Involving young people from the start
The main target group for the project is young people in the Nordic region aged between about 16-25 years. ReNEW's researchers have previously mainly focused their dissemination activities towards other researchers, politicians and journalists, but now young people in high schools and higher education are the focus.
"We are organising meetings with students from four of the Nordic countries to find out what they are interested in within the humanities and social sciences, and what issues they think are important to society today. We think it is important that researchers don’t just disseminate what they think is relevant, but are in dialogue with and speak to the interests of the younger generation," says Nicola Witcombe.
Podcasts will also be published as part of the project where young people will get the opportunity to meet researchers face to face, to ask questions and discuss Nordic concepts.
"There is already a lot of information available on the Internet, but much still remains behind a paywall, and it can be difficult to reach a wider audience. This lexicon will be freely available to everyone, young people do of course not expect to pay for content – and it is even more unusual for them to actually meet a researcher face to face," she says.

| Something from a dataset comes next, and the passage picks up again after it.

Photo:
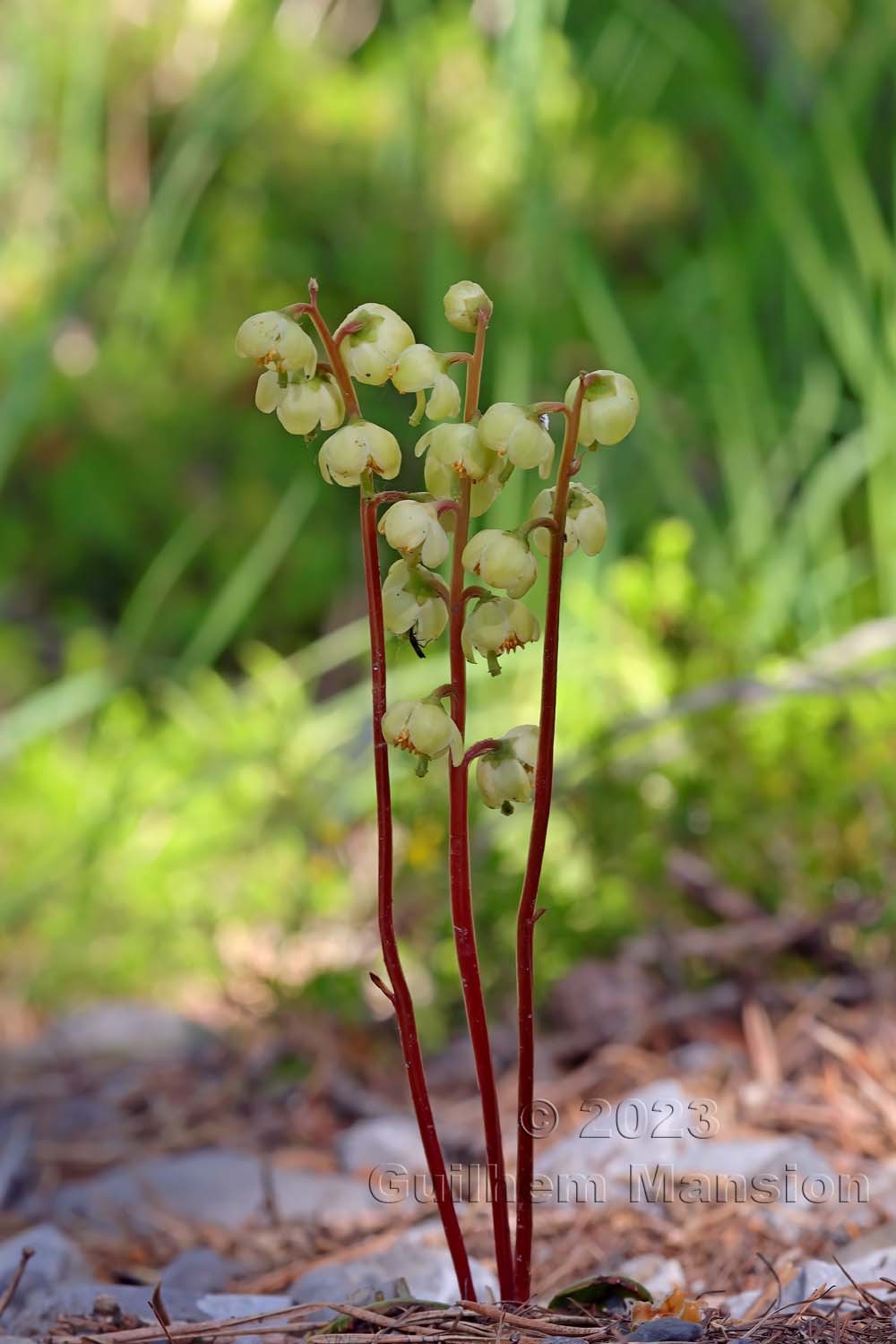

The New Nordic Lexicon will comprise of 50+ Nordic terms and concepts in English and a variety of Nordic languages. Students and researchers from across the Nordic countries will help to choose which terms and concepts will be included and their discussions will be shared via associated films and podcasts.
The project has attracted the support of the A.P. Møller Foundation, and the idea for it came from researchers involved in the existing University Hub, Reimaging Norden in an Evolving World: An Excellence Hub in Research, Education and Public Outreach (ReNEW) funded by NordForsk.
Nordic universities collaborate
The team behind nordics.info at Aarhus University’s School of Culture and Society will coordinate the project with the collaboration of:
- Excellence Hub in Research, Education and Public Outreach Reimagining Norden in an Evolving World (ReNEW)
The lexicon will be launched in 2023.
What is Reimaging Norden in an Evolving World: An Excellence Hub in Research, Education and Public Outreach?
ReNEW (Reimagining Norden in an Evolving World) is a research hub established to strengthen the collaboration to develop new and groundbreaking expertise in research on the Nordic region. This will be done by strengthening the research capacity - through mobility, exchange, high-level conferences and education - among six Nordic universities in one strategic and world-leading centre that researches the Nordic region.